Decided to hit the track in late morning instead of tonight because we are going to the fair later. I can’t wait! This is going to be some good people watching. Last couple of days, I really have to pat myself on the back for my vegi intake. I have been eating more than my usual three tomatoes and pickles; I’ve added broccoli. Great filler. So I am going to do my best not to indulge tonight, but if I do, I think I may stick with a corndog or fries. I’ve been good for way too long!
August 22nd, 2008
This is just sad. 149? After a two-day hiatus from anything resembling a run, I am proud to report I just finished a 3.5 mile jog. I feel great. I felt so great, that I called my good buddy, Lisa, and asked her if she would do a 5K with me the next time one comes up near Boise. I have been doing these, like, three or four times a week anyway. Might as well support a cause and get a t-shirt showing off that I actually completed something besides school and pregnancy.
Baby boy was treated to some pretzel bites and Fruity Booty rice puffs at the local green market. I love giving new foods to him, and they have a lot of them. He has a very open palate at his young age. I love that. I have ALWAYS been so picky.
August 21st, 2008
This one is going to be a toughie, 147. This week, I have really just been exhausted by the end of every day. I really just walked about a mile and a half at the track tonight and about three miles last night. I ate somewhat responsibly today, if my turkey green apple brie sandwich counts as “responsible.” Since I rarely eat out, I really wanted to side it with fries, but I was a good girl and got a salad w/ranch on the side instead.

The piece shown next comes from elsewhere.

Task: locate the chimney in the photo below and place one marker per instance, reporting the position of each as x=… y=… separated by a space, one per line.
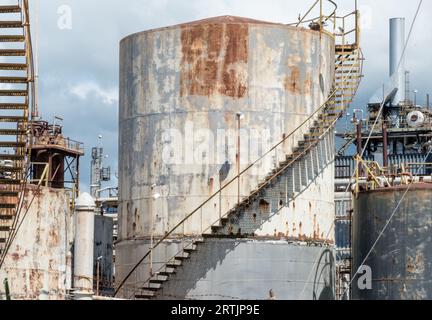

After my mom, baby boy, and I had lunch, we hit the Macy’s clearance center. I tried on a size 8 Donna Ricco dress — surprise, I couldn’t zip it up in the back. I hate being this wide. Maybe that is why I am so hot and bothered by Michael Phelps, because I am currently wearing his back. Well, that ain’t ever gonna change.
I am getting “banged” tomorrow by my stylist. That’s her dirty way of putting me getting my bangs trimmed. She is such a badass. I love that her hair is always a style I want to try. I don’t think I would ever trust a hair stylist whose hair looked like crap.